FILE PHOTO: Ilustração mostra o logo da Revolut · Reuters

Phoebe Seers e Elizabeth Howcroft

Qui, 26 de fevereiro de 2026 às 3:00 AM GMT+9 2 min de leitura

Por Phoebe Seers e Elizabeth Howcroft

LONDRES, 25 de fevereiro (Reuters) - A Revolut, do Reino Unido, começará a testar um token cripto atrelado à libra esterlina, em um projeto piloto com três pequenas empresas, sem grandes bancos tradicionais, informou a Autoridade de Conduta Financeira (FCA) nesta quarta-feira.

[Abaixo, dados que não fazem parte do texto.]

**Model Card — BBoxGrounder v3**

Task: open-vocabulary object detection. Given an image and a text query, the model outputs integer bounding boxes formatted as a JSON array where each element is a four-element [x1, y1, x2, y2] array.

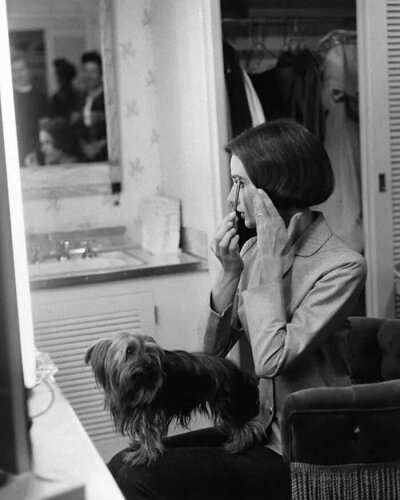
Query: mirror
[[6, 0, 120, 199]]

O teste ocorrerá como parte do programa “sandbox” do regulador financeiro, que permite às empresas experimentar produtos de stablecoin em condições controladas, afirmou.

As maiores instituições financeiras do Reino Unido têm sido geralmente mais cautelosas em relação às stablecoins — um tipo de criptomoeda atrelada a uma moeda fiduciária — do que seus homólogos europeus e americanos, em parte devido ao ceticismo do Banco da Inglaterra.

O governador do BoE, Andrew Bailey, expressou preferência por os bancos focarem em depósitos “tokenizados” ou baseados em blockchain.

TRABALHO DE TESTE COMEÇARÁ NESTE TRIMESTRE, DIZ A REVOLUT

Juntamente com a Revolut, o regulador afirmou que a Monee Financial Technologies, ReStabilise e VVTX farão parte dos testes, explorando possíveis casos de uso incluindo pagamentos, liquidação por atacado e negociação de criptomoedas.

A Revolut, sediada em Londres, cresceu rapidamente nos últimos anos e é a empresa de tecnologia financeira mais valiosa da Europa.

A empresa, que obteve uma licença bancária no Reino Unido com restrições em 2024, mas ainda aguarda uma licença completa, afirmou que começará a trabalhar “neste trimestre” na testagem de uma stablecoin.

Uma fonte familiarizada com o assunto disse que o foco do trabalho será na emissão de uma stablecoin denominada em libras.

VOLUMES DE STABLECOIN DISPARAM

Os volumes de stablecoins aumentaram significativamente nos últimos anos, liderados pela Tether, baseada em El Salvador, que afirma ter mais de US$ 180 bilhões de seu token atrelado ao dólar em circulação.

Em outubro, a AFME afirmou que stablecoins europeias, incluindo tokens baseados no euro, libra esterlina e franco suíço, representam menos de 0,2% do mercado global.

As stablecoins são usadas principalmente na negociação de criptomoedas, mas alguns bancos dizem que elas poderiam tornar os serviços financeiros tradicionais mais eficientes.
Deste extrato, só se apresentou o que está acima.